Mounting political uncertainty in Pakistan and visa delays have poured frigid water on foreign adventurers plans to visit Gilgit-Baltistan (GB) this winter and attempt to scale some of the worlds highest mountains, and not a single foreign mountain expedition has arrived this season.
High permit fees and the US, Australia and Saudi Arabia cautioning their citizens against travelling to Pakistan also added insult to injury, Dawn reported.
According to the GB tourism department, no foreign expedition or trekking group has been issued a permit this winter expedition season, which usually lasts from November to February.
And the fact the season is set to end after a little over a month, no adventure group is expected as they usually need at least two months to prepare for expeditions.
Only two foreign expedition groups applied for a visa to summit Nanga Parbat this winter, but visa delays compelled them to cancel their plans.
This stands in stark contrast to previous years when hundreds of foreign mountaineers visited Pakistan in winter to attempt to summit the mighty mountains like K2 and Nanga Parbat, Dawn reported.
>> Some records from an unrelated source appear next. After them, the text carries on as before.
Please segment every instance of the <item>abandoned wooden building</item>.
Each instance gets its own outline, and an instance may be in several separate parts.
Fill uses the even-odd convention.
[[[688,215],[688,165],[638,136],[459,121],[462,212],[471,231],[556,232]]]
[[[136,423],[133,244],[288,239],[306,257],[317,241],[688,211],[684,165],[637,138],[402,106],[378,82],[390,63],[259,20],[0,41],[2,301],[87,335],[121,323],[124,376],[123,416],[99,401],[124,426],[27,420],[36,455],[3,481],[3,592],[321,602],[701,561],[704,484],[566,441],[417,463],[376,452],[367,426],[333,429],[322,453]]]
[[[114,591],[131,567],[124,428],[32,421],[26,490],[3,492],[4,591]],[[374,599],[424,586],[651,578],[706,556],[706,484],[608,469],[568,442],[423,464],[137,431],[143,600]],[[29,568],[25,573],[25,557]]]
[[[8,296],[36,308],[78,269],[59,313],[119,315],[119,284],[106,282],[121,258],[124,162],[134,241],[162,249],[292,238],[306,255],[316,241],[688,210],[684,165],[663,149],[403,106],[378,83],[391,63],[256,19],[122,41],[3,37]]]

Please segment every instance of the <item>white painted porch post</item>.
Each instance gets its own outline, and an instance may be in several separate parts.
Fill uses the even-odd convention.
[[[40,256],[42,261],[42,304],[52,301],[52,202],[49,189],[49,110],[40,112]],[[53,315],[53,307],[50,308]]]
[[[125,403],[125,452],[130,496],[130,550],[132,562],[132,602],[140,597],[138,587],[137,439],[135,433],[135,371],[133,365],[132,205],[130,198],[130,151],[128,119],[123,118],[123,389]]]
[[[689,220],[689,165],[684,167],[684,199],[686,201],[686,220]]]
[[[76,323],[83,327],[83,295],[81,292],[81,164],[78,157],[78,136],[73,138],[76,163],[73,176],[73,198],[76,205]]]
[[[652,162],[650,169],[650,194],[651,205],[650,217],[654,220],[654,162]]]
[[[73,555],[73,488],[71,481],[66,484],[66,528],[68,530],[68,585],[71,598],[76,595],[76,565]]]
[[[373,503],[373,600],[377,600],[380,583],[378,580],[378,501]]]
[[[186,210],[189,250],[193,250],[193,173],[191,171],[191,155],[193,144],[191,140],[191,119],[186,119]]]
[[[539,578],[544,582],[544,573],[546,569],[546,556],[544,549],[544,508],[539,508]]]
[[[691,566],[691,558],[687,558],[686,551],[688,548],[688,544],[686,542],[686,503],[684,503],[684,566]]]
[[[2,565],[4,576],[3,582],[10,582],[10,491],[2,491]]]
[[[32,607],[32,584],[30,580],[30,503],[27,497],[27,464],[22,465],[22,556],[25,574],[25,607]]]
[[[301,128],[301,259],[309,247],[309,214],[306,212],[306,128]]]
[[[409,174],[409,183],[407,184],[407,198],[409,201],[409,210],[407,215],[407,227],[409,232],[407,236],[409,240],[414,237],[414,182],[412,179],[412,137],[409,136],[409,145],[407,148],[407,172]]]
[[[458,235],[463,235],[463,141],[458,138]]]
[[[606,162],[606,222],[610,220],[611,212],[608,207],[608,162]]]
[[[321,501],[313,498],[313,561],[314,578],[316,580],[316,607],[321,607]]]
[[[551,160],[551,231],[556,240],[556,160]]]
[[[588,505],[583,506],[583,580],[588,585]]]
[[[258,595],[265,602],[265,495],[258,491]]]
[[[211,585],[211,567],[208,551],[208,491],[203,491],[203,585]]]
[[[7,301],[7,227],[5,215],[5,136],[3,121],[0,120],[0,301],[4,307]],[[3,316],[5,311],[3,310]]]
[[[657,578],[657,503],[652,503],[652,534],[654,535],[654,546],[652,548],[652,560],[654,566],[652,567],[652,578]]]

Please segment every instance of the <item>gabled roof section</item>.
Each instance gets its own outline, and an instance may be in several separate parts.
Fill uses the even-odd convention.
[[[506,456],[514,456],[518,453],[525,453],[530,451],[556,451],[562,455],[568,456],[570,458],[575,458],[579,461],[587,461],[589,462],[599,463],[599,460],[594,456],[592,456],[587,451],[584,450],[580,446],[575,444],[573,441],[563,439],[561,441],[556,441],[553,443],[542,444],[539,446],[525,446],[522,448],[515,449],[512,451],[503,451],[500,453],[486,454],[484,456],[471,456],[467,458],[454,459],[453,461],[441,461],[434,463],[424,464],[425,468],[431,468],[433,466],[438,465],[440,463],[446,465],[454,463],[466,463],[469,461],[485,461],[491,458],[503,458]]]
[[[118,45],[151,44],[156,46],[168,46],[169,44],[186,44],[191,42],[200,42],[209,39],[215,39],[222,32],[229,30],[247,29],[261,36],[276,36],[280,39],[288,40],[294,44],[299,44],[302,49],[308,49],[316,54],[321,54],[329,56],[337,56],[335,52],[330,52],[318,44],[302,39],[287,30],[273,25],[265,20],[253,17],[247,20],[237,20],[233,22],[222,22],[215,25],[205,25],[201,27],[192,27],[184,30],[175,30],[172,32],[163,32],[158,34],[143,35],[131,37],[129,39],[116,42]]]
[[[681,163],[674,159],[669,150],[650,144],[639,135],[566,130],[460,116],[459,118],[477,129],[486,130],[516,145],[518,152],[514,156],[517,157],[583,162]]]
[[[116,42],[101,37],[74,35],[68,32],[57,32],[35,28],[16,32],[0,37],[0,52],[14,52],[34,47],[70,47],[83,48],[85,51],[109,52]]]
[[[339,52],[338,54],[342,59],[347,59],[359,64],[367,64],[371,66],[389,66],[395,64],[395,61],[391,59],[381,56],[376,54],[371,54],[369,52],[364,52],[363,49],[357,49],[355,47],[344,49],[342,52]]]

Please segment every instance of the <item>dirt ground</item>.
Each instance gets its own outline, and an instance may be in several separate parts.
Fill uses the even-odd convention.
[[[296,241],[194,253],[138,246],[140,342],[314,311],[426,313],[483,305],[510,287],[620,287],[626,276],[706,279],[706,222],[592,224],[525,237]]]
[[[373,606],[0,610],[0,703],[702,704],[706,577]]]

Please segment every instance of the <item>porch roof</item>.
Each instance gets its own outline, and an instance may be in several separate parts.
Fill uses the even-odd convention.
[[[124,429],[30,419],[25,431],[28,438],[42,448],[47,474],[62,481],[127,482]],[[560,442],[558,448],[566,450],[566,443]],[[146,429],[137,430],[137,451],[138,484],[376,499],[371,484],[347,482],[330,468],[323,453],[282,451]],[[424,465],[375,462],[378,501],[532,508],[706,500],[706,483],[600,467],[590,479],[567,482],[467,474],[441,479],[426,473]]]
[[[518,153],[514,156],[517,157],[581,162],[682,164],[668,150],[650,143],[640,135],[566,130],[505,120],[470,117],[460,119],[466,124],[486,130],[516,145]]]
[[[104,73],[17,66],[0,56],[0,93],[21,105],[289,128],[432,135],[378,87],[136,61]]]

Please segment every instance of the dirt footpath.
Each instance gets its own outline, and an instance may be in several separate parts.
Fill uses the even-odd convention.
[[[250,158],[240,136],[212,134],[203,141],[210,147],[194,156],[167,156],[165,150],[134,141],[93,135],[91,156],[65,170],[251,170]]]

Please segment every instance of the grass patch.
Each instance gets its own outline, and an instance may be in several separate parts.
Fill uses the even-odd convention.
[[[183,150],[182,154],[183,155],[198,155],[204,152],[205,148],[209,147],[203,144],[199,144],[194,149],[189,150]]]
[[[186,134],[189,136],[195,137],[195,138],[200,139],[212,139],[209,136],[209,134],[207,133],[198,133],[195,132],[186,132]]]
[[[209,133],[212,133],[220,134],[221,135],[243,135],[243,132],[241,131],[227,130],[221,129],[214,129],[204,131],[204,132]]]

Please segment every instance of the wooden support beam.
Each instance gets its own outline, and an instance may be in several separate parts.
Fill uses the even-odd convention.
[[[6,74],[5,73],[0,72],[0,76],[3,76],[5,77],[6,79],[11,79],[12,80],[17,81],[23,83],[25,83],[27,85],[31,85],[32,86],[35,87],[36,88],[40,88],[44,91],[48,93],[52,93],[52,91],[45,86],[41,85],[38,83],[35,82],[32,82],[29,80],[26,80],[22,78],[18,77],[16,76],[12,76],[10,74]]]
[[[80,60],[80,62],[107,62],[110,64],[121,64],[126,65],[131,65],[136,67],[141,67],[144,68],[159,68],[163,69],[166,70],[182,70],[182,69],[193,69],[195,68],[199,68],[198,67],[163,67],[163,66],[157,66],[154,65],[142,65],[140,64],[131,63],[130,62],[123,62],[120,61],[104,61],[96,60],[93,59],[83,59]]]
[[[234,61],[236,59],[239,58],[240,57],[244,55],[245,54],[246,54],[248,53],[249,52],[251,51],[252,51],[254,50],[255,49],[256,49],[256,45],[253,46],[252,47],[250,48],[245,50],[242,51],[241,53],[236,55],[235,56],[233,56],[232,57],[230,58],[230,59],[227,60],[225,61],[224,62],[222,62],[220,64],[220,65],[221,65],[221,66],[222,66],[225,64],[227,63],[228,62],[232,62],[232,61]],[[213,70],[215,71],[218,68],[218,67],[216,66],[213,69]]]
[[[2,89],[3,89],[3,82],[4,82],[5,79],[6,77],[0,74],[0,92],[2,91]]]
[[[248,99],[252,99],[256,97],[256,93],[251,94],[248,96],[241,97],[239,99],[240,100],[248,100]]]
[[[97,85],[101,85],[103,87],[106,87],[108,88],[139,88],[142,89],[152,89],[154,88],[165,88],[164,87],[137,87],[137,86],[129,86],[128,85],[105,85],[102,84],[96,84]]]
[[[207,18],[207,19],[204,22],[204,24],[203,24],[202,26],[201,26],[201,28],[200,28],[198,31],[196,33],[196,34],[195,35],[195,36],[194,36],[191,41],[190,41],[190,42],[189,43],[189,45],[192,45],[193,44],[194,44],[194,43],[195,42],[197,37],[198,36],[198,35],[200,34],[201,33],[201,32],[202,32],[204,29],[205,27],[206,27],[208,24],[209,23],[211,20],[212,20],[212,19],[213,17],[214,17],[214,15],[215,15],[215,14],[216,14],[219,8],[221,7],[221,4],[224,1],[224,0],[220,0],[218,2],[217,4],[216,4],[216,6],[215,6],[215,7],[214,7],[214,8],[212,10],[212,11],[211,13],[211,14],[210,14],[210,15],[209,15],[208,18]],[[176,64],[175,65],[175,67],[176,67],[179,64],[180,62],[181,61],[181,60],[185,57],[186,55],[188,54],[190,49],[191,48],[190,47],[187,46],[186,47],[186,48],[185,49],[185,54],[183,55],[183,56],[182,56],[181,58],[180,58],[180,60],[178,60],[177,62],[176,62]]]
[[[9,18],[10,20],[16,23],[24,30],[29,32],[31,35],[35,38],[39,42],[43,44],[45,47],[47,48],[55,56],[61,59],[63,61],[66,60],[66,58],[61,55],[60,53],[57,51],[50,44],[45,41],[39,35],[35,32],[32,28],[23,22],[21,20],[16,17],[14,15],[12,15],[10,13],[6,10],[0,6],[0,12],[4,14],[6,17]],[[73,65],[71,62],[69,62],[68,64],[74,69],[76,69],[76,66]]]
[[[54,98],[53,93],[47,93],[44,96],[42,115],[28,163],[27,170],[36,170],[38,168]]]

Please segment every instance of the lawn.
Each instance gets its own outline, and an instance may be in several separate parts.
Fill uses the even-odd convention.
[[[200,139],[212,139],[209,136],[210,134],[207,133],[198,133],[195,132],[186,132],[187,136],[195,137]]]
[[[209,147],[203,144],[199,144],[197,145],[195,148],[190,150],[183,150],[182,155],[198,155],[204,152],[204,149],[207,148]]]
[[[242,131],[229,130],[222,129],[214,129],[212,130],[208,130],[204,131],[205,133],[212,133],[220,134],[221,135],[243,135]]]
Besides, last summer was the first time when more than 1,600 international climbers visited GB.
Karar Haidri, secretary to the Alpine Club of Pakistan, said that prevailing political uncertainty in the country was the main factor behind the decline, as many adventure tourists cancelled their visits to the region.
However, Asghar Ali Porik, a tour operator from GB said the visa policy was main cause, as it resulted in delayed issuance of visas, Dawn reported.
“There is no time frame to the issuance of visa to trekkers and mountaineers once they have applied. Foreign adventure tourists couldn’t manage their plans accordingly,” he said.
Another factor was a 40 per cent hike in permit royalty fees from this year, said Porik, who organised many foreign expedition groups at K2 and other mountains last winter, Dawn reported.